For the learning phase, we have to define the following input output pairs $x_i$, $y_i$ for the logical AND function: for inputs $x_1=[-1, 0, 0]^T$, $x_2=[-1, 0, 1]^T$, and $x_3=[-1, 1, 0]^T$ the output $y$ should be equal to $0$; for input vector $x_4=[-1, 1, 1]^T$ the output value $y$ should be equal to $1$. The first component of all input vectors has value $-1$ and defines the neuron threshold visible as $w_{10}$ in the Figure. At the beginning we set the neuron weights to random values. We use the delta rule in order to update the weights:

$$\Delta w_{kj}=\eta e_{k}(n)x_{j}(n)$$

where

$$e_{k}(n)=d_{k}(n)-y_{k}(n)$$

where $d_{k}(n)$ is the expected neuron output and $y_{k}(n)$ is the obtained neuron output. This iterative procedure is repeated until the error is sufficiently small.

![One neuron network](img/one.png)
<center>Figure 3. One neuron network</center>

**Tasks**

1. Experiment with different starting weights and different learning rates. (In case of instabilities, perform the experiment using a small learning rate, for example $\eta =0.05$). Show the error function ($y$-axis) and number of iterations ($x$-axis) for different learning rates.
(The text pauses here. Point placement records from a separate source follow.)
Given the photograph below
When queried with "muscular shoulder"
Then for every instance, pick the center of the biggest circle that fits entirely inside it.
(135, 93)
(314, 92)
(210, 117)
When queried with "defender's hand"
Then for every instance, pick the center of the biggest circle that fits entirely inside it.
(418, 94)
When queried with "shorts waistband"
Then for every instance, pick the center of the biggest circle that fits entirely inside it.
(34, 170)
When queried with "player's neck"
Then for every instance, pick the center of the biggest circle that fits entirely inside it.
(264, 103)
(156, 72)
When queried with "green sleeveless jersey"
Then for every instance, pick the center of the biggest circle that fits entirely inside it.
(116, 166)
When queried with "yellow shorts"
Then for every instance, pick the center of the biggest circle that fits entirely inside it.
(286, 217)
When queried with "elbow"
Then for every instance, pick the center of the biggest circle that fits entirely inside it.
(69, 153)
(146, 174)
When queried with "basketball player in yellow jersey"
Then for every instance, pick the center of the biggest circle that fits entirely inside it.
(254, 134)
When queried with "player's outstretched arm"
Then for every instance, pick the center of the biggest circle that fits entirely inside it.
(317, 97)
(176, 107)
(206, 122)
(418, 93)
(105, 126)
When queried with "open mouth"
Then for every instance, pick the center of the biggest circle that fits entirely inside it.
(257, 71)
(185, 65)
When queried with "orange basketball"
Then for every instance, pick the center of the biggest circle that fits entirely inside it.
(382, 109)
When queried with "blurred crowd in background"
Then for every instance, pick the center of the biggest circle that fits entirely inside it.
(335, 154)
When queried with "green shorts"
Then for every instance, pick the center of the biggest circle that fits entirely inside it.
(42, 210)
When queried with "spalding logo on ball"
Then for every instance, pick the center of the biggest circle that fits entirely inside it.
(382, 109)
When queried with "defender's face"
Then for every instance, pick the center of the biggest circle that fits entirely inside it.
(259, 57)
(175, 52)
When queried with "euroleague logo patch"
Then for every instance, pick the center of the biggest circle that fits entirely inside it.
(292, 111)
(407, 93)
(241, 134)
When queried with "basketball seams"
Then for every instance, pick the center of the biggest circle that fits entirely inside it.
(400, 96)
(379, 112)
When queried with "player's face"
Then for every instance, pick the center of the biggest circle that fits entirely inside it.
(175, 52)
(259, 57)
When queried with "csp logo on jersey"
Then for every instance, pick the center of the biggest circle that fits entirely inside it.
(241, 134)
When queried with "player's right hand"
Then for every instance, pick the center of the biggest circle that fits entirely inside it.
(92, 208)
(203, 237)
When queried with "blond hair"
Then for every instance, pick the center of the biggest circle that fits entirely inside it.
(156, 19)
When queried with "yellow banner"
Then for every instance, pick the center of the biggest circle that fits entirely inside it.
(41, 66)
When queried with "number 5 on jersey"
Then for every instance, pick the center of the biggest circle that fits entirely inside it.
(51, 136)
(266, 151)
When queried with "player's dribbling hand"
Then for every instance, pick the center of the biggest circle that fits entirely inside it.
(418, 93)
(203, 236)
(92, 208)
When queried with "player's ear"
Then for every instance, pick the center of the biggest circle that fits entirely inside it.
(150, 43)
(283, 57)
    - What is the best learning rate? How does the learning rate affect the neural network?
    - How did you define the sufficiently small error used to terminate the algorithm?
    - After how many iterations does the algorithm terminate?


In [None]:
avg=0
for i in range(1000):
  x1=[-1, 0, 0]
  x2=[-1, 0, 1]
  x3=[-1, 1, 0]
  x4=[-1, 1, 1]

  y1=y2=y3=0
  y4=1

  X=np.array([x1, x2, x3, x4])
  Y=np.array([y1, y2, y3, y4])

  w=np.random.rand(3)

  eta=0.05
  error_threshold=0.07
  errors=[];

  while True:
      mse=0
      for x, y in zip(X, Y):
          y_predicted=np.dot(x, w)
          e=y-y_predicted
          mse+=e*e
          
          dw=eta*e*x
          w+=dw
      mse/=X.shape[0]
      
      errors.append(mse)
      if (mse<error_threshold):
          break

  #import matplotlib.pyplot as plt

  avg+=len(errors)

print(avg/1000)
  #plt.plot(errors)
  #plt.xlabel("Number of iterations")
  #plt.ylabel("Error")
  #plt.show()

Rezultati gornjeg zadatka: Gornji kod računa prosječan brojniteracija za neki η. 
Ovo su rezultati(u ponovnom pokretanju biti će drugačiji zbog nesumičnosti težina, ali ponavljanjem od 1000 pokušao sam smanjiti utjecaj varijance):
η=0.05=46.626
η=0.02=56.123
η=0.01=100.118

Ovo pokazuje da je potrebnom manje iteracija što je η veći. Po tome je 0.05 najbolji, sa večim η od toga program nije radio pa za njih nisam uspio testirati.

Sličan test sam izveo i mjenanjem granice pogreške(e_t) uz stopu učenja η=0.05.
Ovo su rezultati:
e_t=0.9=9.405 
e_t=0.8=15.089 
e_t=0.75=21.737
e_t=0.7=45.303

Sa manjim granicam pogreče i pri jednoj iteraciji program se dugo vrtio i nisam uspio dobiti rezultat. Pomakom granice sa 0.75 na 0.07 poduplao se broj iteracija, pa možemo pretpostaviti da daljnim spuštanjem granice pogreške broj iteracija raste eksponencijalno.


Algoritam se završava nakon različitih brojeva iteracija kao što je pokazano gore, a broj ovisi o η i e_t.